“Have no fear.”

“God speed thee!”

In a few moments the boy was on the ground, the sergeant drew up the rope, and disappeared, while the captain hastened to the little window, and saw the drummer racing down the hill. He now hoped he would escape unseen, but five or six little clouds of dust rising from the ground warned him that the boy had been discovered by the Austrians, who were firing down from the top of the hill. Those little clouds were the earth torn up by the balls. But the drummer continued running at full speed. After a while the captain exclaimed in consternation: “Dead!” but scarcely was the word out of his mouth when he saw the little drummer rise.

“Ah, it was but a fall!” said he, and breathed again.

The drummer again ran on, but he limped.

“He has sprained his foot,” said the captain.

A little cloud of dust rose here and there around the boy, but always farther from him.
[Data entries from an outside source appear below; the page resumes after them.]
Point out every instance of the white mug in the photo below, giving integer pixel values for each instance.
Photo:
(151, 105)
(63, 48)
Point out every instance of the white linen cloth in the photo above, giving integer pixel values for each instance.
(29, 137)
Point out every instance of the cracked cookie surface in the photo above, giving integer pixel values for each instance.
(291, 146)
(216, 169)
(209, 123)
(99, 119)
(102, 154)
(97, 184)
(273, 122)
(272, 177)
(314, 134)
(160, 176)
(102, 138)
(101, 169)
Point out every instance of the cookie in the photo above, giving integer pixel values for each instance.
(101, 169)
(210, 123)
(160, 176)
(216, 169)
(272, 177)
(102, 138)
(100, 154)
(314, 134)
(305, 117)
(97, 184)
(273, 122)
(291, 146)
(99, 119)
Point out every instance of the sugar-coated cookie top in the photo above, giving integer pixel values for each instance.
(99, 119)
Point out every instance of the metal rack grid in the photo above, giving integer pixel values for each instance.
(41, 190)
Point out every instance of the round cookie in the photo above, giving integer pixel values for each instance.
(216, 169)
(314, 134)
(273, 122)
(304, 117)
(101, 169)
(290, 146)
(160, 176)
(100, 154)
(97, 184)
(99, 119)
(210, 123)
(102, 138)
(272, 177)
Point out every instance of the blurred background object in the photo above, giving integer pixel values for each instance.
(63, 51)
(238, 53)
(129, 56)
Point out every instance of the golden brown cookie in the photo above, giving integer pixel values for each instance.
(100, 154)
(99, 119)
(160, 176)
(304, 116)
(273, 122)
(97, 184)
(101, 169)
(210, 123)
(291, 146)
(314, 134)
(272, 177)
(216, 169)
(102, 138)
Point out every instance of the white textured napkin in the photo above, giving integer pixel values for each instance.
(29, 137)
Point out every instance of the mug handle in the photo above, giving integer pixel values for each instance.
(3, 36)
He was beyond their reach. The captain uttered a cry of triumph; but his eyes followed him, tremblingly, for it was a question of minutes. If he did not soon reach the regiment with the note, asking for immediate succor, all his soldiers would be killed, or he would be obliged to surrender, and become a prisoner of war with them.

The boy ran for a while rapidly, then he stopped to limp; again he ran on, but every few minutes he stopped to limp.

“Perhaps a ball has bruised his foot,” thought the captain, and he tremblingly noted all his movements, and in his excitement he talked to the drummer as if he could hear him. Every moment his eyes measured the distance between the boy and the bayonets that glistened below on the plain, in the midst of the golden wheat fields.